Farming in Ukraine is done by corporate farms, 22 percent; large farms being 24,200 acres, 45 percent; and the remainder, 27 to 30 percent, being family farms which are a vital supplier of the country’s potatoes, 90 percent, and dairy, 60 percent, and nearly half of the small grains as well as other products such as fruit, nuts and other vegetables.

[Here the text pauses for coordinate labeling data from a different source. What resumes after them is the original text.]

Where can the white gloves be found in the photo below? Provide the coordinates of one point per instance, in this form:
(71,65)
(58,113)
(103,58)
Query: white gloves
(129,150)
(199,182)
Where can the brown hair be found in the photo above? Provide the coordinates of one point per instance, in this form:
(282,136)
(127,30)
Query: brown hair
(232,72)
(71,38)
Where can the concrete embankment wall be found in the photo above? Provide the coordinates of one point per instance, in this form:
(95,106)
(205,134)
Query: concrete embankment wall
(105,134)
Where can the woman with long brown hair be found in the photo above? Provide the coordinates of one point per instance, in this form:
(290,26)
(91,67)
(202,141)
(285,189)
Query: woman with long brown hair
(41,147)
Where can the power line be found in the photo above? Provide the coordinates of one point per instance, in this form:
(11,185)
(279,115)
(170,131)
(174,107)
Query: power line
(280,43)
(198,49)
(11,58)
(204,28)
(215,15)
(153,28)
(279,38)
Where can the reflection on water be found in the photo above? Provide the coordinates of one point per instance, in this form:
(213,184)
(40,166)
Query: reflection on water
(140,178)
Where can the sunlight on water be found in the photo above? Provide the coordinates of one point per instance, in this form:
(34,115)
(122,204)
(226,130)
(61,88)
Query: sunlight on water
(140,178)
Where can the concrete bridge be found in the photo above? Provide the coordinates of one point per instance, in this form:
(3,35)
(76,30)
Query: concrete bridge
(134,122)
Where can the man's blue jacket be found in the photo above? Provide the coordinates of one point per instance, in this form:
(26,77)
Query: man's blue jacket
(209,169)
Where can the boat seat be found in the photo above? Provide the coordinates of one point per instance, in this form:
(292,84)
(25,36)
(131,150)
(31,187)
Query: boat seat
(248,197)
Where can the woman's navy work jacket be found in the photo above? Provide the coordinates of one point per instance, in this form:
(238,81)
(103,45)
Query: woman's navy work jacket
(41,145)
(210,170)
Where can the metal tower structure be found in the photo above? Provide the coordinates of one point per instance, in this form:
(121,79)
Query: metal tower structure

In fact, the entire global food supply chain is in jeopardy because of these farmers’ inability to produce. In a typical year, Ukrainian farmers feed 600 million of the world’s population while the US farm production feeds about half that. Without the Ukrainian production of key crops of wheat, corn and oil seeds, the world’s dinner plate may be empty.

Zelenskyy is learning

Much of the economy which Grynyshyn described mirrors the US farm economy of the 1940s. Grynyshyn explained the politics of the Ukrainian people are made up of few who are considered pro-Russian, 10-13 percent, but the majority of the citizenry are pro-European Union and pro-Ukrainian. He said Russian leadership wants the world to believe they see the Ukrainians as their “brothers,” which Grynyshyn says no way. He sees Volodymyr Zelenskyy, Ukraine president, as a student who is learning from his mistakes. Mistakes such as his cutting of the past military budget by halting the purchase and production of formidable war equipment and reducing the number of trained soldiers. However, Grynyshyn believes the citizen militia that is fighting in his homeland are winning the battles against the slow-moving Russian forces. He has high hopes that when he and his family return to Ukraine in late summer, the Russian forces will be gone.

Kevin Rosenbohm, a Graham farmer who has a successful soybean seed cleaning business, has taken Grynyshyn to meet with MU food and agricultural policy research institute professor Scott Brown, leaders of Corteva Agriscience, North Kansas City’s food manufacturer Ingredion as well as other media outlets to further Grynyshyn’s outreach.

Grynyshyn concluded his visit at the Nodaway News Leader with a wise saying from his father: “Children should be taught two subjects. One being the military on how to shoot a gun, and the other a history lesson, to know who to shoot.” Grynyshyn adds another subject, agriculture, to feed their neighbors and the world’s hungry.